My church does a big chili cooking competition every year. The last two years it has been won by subpar entries that had really ridiculous names. The one that comes to mind was " hickory smoked bacon and slow roasted pork chili" it was over the top (both in name and flavor) it was watery. It was bad. But it won the judges somehow.
I want to troll the competition this year by making a super pompous name for my chili and see what happens.
The plan right now is to either do a super standard chili but with top quality ingredients or to do a Mexican spiced chili.
Go ahead and throw out some ridiculous names for those entries for me.
RossD
MegaDork
1/10/18 1:01 p.m.
"Pope approved Chili"
"Spicier than the Virgin Mary" Chili"
"Jesus cooked this Chili" Chili.
"Hotter than Hell" Chili
*I'm not the most churchy of people ...so, I mean nothing but humor with these.
In reply to RossD :
I'm pretty sure the Good Lord appreciates a good joke. Just look around.

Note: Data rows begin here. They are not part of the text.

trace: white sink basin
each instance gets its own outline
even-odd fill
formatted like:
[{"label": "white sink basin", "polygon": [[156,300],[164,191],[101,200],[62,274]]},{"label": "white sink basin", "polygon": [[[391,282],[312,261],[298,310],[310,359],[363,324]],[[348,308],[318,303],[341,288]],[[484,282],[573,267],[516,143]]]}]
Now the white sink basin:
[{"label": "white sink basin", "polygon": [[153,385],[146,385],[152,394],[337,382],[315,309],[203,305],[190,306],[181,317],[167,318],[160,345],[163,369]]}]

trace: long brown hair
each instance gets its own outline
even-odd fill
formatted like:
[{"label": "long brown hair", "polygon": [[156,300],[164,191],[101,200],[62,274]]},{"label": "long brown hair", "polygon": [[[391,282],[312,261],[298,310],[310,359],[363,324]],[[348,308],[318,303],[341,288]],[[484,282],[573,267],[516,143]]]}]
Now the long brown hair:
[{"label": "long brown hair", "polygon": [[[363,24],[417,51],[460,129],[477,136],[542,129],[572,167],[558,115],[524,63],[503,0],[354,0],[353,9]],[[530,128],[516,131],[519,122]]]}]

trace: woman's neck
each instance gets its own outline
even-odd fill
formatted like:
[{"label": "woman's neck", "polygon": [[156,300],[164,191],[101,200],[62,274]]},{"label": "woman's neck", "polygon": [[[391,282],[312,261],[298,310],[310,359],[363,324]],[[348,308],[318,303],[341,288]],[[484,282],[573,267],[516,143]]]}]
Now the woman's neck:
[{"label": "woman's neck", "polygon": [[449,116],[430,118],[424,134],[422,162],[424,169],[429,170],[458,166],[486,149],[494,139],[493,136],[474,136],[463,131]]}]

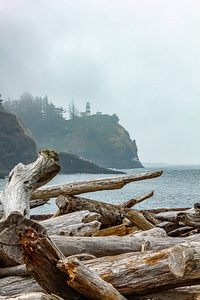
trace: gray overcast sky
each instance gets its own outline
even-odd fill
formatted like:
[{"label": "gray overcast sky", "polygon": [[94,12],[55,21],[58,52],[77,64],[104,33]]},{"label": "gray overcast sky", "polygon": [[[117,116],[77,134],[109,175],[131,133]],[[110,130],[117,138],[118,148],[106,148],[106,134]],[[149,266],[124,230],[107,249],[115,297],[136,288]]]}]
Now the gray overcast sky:
[{"label": "gray overcast sky", "polygon": [[0,0],[0,93],[116,113],[142,162],[200,164],[199,0]]}]

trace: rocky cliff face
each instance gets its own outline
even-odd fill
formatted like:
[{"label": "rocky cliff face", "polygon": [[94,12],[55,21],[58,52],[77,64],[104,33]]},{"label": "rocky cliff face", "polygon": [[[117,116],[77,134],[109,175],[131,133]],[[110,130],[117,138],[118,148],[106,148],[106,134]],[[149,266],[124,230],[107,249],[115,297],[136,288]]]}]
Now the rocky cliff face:
[{"label": "rocky cliff face", "polygon": [[19,162],[28,164],[36,157],[36,144],[16,117],[0,110],[0,173],[8,174]]},{"label": "rocky cliff face", "polygon": [[66,135],[48,139],[43,148],[77,154],[104,168],[142,168],[136,142],[113,116],[91,115],[68,120]]},{"label": "rocky cliff face", "polygon": [[90,174],[126,174],[121,171],[110,170],[98,167],[93,162],[83,159],[76,154],[61,152],[59,153],[61,173],[90,173]]}]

"I Cant Believe it's Just Chili"
mtn
MegaDork
1/10/18 1:10 p.m.
"The winning chili recipe"
"Make Chili great again"
"The secret ingredient is Chili"
"The secret ingredient is illegal in four states"
"Wink if you want the special chili"
slefain
PowerDork
1/10/18 1:11 p.m.
Nebuchadnezzar's Furnace Flamin' Hot Chili
Moses' Night Light Chili - Like eating a pillar of fire
Try using the actual varietal names for the chiles involved, and a fancy name for the meat. "Arbol, Cascabel, and Ancho Chiles with Artisan-ground Angus"
or, for fun:
"Forgive Me My Capsaicin"
"Darn the Tomatillos - Full Heat Ahead Chili"

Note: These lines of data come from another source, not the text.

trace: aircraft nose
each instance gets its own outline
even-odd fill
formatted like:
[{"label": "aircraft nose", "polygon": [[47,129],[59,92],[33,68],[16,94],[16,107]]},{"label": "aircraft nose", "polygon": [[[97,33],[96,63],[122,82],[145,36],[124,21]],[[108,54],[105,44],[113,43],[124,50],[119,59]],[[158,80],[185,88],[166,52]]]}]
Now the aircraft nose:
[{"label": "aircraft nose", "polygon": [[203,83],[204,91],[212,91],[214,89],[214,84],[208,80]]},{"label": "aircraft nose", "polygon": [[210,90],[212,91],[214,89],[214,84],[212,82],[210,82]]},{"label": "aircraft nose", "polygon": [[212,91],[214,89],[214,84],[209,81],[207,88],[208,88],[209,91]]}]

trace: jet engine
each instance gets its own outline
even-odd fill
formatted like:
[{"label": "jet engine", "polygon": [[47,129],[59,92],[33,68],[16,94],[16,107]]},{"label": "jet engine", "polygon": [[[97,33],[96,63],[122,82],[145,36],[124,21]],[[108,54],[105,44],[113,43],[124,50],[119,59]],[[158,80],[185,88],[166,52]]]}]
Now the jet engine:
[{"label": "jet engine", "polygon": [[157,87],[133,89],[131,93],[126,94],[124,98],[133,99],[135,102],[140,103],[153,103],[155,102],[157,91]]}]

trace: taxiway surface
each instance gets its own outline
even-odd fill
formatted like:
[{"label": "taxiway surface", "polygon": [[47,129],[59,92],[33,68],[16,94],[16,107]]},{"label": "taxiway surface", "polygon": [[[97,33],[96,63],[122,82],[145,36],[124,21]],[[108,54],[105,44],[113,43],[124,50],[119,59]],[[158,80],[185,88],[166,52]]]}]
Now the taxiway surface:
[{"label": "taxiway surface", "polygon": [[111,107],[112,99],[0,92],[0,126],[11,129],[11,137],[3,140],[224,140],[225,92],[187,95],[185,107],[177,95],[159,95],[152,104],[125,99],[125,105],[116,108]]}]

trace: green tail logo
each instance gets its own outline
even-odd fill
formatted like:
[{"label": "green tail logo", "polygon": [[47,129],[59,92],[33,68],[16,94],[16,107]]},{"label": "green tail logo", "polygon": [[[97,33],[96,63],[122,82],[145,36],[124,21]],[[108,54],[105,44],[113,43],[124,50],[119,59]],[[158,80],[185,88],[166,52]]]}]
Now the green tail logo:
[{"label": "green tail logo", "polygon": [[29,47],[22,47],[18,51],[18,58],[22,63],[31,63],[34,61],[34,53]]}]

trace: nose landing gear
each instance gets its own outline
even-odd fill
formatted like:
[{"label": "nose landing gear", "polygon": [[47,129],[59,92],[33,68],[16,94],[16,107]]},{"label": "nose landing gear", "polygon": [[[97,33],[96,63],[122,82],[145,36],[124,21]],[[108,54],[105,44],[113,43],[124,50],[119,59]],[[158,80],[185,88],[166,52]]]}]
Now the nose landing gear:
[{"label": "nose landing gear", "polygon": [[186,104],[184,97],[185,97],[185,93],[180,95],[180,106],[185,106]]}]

When my company did a chili contest, my attempt included an SDS (Safety Data Sheet), and specific warnings for women, children, and Yankees. I tied for second, losing to one that sounded like the one the OP mentioned.
These are all super-bullE36 M3ty but still accurate descriptions of a "normal" chili:
Slow simmered sirloin (chuck, whatever) with sweet bell and smoke-dried jalapeno peppers (the latter are just chipotles, so likely accurate)
Traditional guisar style with slow-simmered beef and a classic sofrito
Classic chili using locally sourced beef and market-fresh produce
Margie
"your name"'s chili! "Put my meat in your mouth!"
Arrogant bastard chili "Don't bother, you won't like it"
I am loving all of these! Keep em coming.
I also have access to ground deer meat if you can think of some to go with that.
For the GRMers in the crowd:
"Now that's berkeleyin chili!"
Martin Luther's 95 Ingredients
slefain
PowerDork
1/10/18 1:38 p.m.
Legion's High Dive Pork Chili
Upper Room Flaming Head Chili
Dancing Tongue Chili
Cleansing Fire
Brimstone Bouillabaisse (I know, no fish in it, but couldn't pass up the alliteration)
Fire in the Belly
Holy Cow (assuming beef)
Assorted Free Range Cow Meat and Gathered/Curated Herbs and Spices
Chili that is streets ahead Chili
Still trying to make streets ahead a thing Chili
You'll touch yourself after eating my Chili Chili
Your priest won't touch you after this Chili
Thumper's Revenge (for chili with Deer meat) Chili
This chili is good enough for Jehovah aka Chili that's good enough to be stoned to death for
I am not the Messiah, just a naughty boy Chili
Blessed are the Cheese makers (or any manufacturers of dairy products) Chili
I'd of eaten that, if I wasn't listening to Big Nose Chili
This Chili will make you change your name to Biggus Dickus
SVreX
MegaDork
1/10/18 1:45 p.m.
Tongues of Fire
A2:3 (Biblical reference - Acts 2:3)
SVreX
MegaDork
1/10/18 1:50 p.m.
Israelite's Poison (assuming pork)
Might want to add in the words:
- Artisan
- Crafted
- Small batch
- Local
- Organic
- locally sourced
- etc
Hand of God Chili
Hell Hath No Furry
3 types of beans for a Trinity reference
For the aviators: "AB Zone 5 Chili", "Shock Diamonds Chili"
For the gutless, "This Ain't Chihuahua Chow Chili" (Taco Bell dog ads)
For the clueless, "My Pretty Floral Bonnet Chili" (active ingredient: Scotch Bonnets)
Trumpet Ass Chili
Free Range Artisanal Chili (gluten free!)
Dumb and Dumber Toilet Session Chili
SVreX
MegaDork
1/10/18 1:56 p.m.
Dear meat:
Ground up Bambi
Buck You
Rudolph's Revenge
Panteth for Water (Ps 42:1)
Driven5
SuperDork
1/10/18 1:57 p.m.
"This chili won't win because it's good chili with a bad name and not the other way around."